According to Fannie Mae Selling Guide, manually underwritten loans generally use a 36% maximum total DTI ratio, with possible expansion to 45% when credit score and reserve requirements are met.

According to Consumer Financial Protection Bureau, Regulation Z Section 1026.43 requires mortgage creditors to make a reasonable and good-faith ability-to-repay determination using information such as income, assets, employment, monthly payments, and debt obligations.

For a planned personal loan, the personal loan EMI calculator gives a monthly payment you can bring back into this DTI scenario.

DTI calculator showing front-end DTI, back-end DTI, proposed housing impact, and monthly debt room
DTI calculator showing front-end DTI, back-end DTI, proposed housing impact, and monthly debt room

Frequently Asked Questions

Q: How do I calculate my DTI ratio?

A: Add your recurring monthly debt payments, divide the total by gross monthly income, then multiply by 100. For example, $2,000 of monthly debt divided by $6,000 of gross monthly income equals 33.33%.

Q: What is the difference between front-end and back-end DTI?

A: Front-end DTI looks only at housing payment divided by gross monthly income. Back-end DTI adds housing plus other recurring debts such as auto loans, student loans, credit card minimums, and personal loans.

Q: What counts as monthly debt for DTI?

A: Use recurring debt obligations: housing payment, auto loans, student loans, credit card minimums, personal loans, leases, support obligations, and similar required payments.

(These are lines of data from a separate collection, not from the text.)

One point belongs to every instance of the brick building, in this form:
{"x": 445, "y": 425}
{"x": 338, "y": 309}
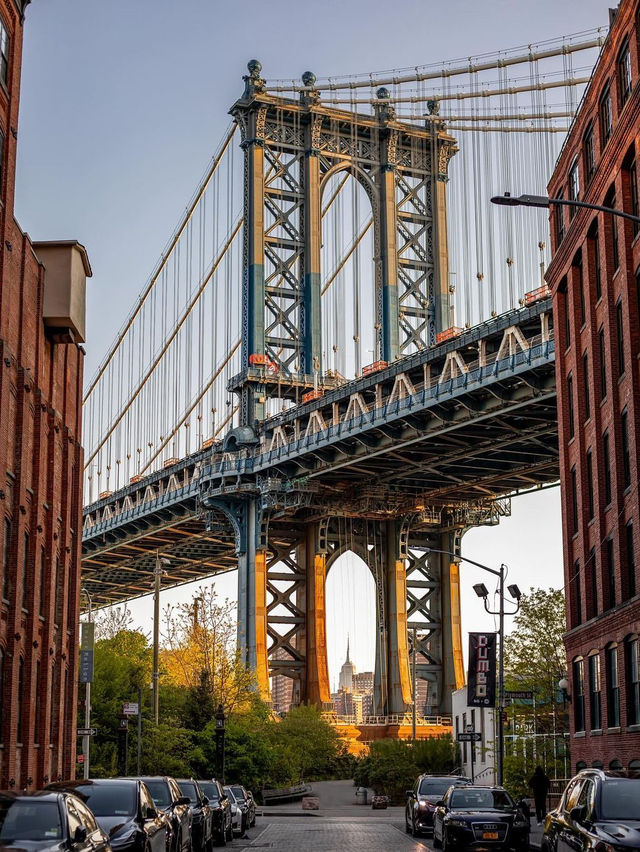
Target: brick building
{"x": 41, "y": 327}
{"x": 595, "y": 281}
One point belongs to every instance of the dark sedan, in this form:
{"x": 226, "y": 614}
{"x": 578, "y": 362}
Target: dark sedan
{"x": 422, "y": 800}
{"x": 221, "y": 810}
{"x": 124, "y": 810}
{"x": 167, "y": 796}
{"x": 246, "y": 802}
{"x": 480, "y": 818}
{"x": 49, "y": 821}
{"x": 598, "y": 810}
{"x": 201, "y": 815}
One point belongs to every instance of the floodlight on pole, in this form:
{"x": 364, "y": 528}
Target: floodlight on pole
{"x": 526, "y": 200}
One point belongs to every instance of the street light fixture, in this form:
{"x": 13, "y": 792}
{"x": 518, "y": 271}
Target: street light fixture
{"x": 481, "y": 590}
{"x": 508, "y": 200}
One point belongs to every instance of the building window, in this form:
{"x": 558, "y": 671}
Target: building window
{"x": 577, "y": 586}
{"x": 559, "y": 219}
{"x": 603, "y": 365}
{"x": 4, "y": 53}
{"x": 5, "y": 558}
{"x": 620, "y": 333}
{"x": 25, "y": 569}
{"x": 579, "y": 283}
{"x": 631, "y": 561}
{"x": 626, "y": 459}
{"x": 624, "y": 73}
{"x": 585, "y": 386}
{"x": 570, "y": 404}
{"x": 607, "y": 468}
{"x": 633, "y": 194}
{"x": 589, "y": 152}
{"x": 19, "y": 703}
{"x": 611, "y": 576}
{"x": 578, "y": 693}
{"x": 594, "y": 581}
{"x": 633, "y": 682}
{"x": 1, "y": 695}
{"x": 43, "y": 562}
{"x": 596, "y": 261}
{"x": 606, "y": 116}
{"x": 613, "y": 687}
{"x": 595, "y": 693}
{"x": 590, "y": 483}
{"x": 574, "y": 186}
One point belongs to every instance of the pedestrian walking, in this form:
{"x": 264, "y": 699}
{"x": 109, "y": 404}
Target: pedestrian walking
{"x": 539, "y": 784}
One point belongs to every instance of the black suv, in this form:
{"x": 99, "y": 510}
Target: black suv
{"x": 422, "y": 800}
{"x": 598, "y": 810}
{"x": 167, "y": 796}
{"x": 221, "y": 810}
{"x": 480, "y": 818}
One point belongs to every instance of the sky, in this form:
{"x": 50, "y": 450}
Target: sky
{"x": 122, "y": 107}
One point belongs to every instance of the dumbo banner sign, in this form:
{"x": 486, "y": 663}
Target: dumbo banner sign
{"x": 481, "y": 678}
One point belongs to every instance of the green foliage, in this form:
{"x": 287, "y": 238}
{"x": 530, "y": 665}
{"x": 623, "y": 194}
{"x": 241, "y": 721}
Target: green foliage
{"x": 391, "y": 767}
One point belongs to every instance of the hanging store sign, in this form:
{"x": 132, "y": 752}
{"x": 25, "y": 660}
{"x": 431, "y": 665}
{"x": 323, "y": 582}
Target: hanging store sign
{"x": 87, "y": 634}
{"x": 481, "y": 677}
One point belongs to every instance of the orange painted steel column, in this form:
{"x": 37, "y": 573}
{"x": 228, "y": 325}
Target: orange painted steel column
{"x": 262, "y": 661}
{"x": 399, "y": 681}
{"x": 318, "y": 691}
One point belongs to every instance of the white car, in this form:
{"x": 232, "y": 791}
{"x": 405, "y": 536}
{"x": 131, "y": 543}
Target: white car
{"x": 237, "y": 814}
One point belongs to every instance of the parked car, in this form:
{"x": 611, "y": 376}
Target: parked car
{"x": 246, "y": 801}
{"x": 221, "y": 810}
{"x": 124, "y": 810}
{"x": 598, "y": 810}
{"x": 479, "y": 817}
{"x": 49, "y": 820}
{"x": 421, "y": 801}
{"x": 201, "y": 815}
{"x": 238, "y": 815}
{"x": 167, "y": 797}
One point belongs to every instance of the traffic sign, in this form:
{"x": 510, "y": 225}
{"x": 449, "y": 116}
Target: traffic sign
{"x": 469, "y": 737}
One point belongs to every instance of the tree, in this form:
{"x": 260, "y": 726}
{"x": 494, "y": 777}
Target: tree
{"x": 200, "y": 649}
{"x": 535, "y": 661}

Normal living costs such as groceries and utilities matter for budgeting but usually are not DTI debt items.

Q: Does DTI use gross income or take-home pay?

A: DTI usually uses gross monthly income, meaning income before taxes and deductions. Take-home pay is still important for household affordability, but it does not match the common lender formula for debt-to-income ratio.

Q: What DTI is usually needed for a mortgage?

A: There is no single universal limit. Many borrowers use 36% as a conservative planning target, while some loan programs or files may allow higher ratios when other factors are strong. Always confirm the rule for your lender and loan type.

Q: How can I lower my DTI before applying for a loan?

A: Lower the proposed housing payment, pay off debts that remove a monthly payment, reduce credit card minimums, avoid new debt, or increase documented gross income. Focus on changes that affect required monthly payments, not just balances.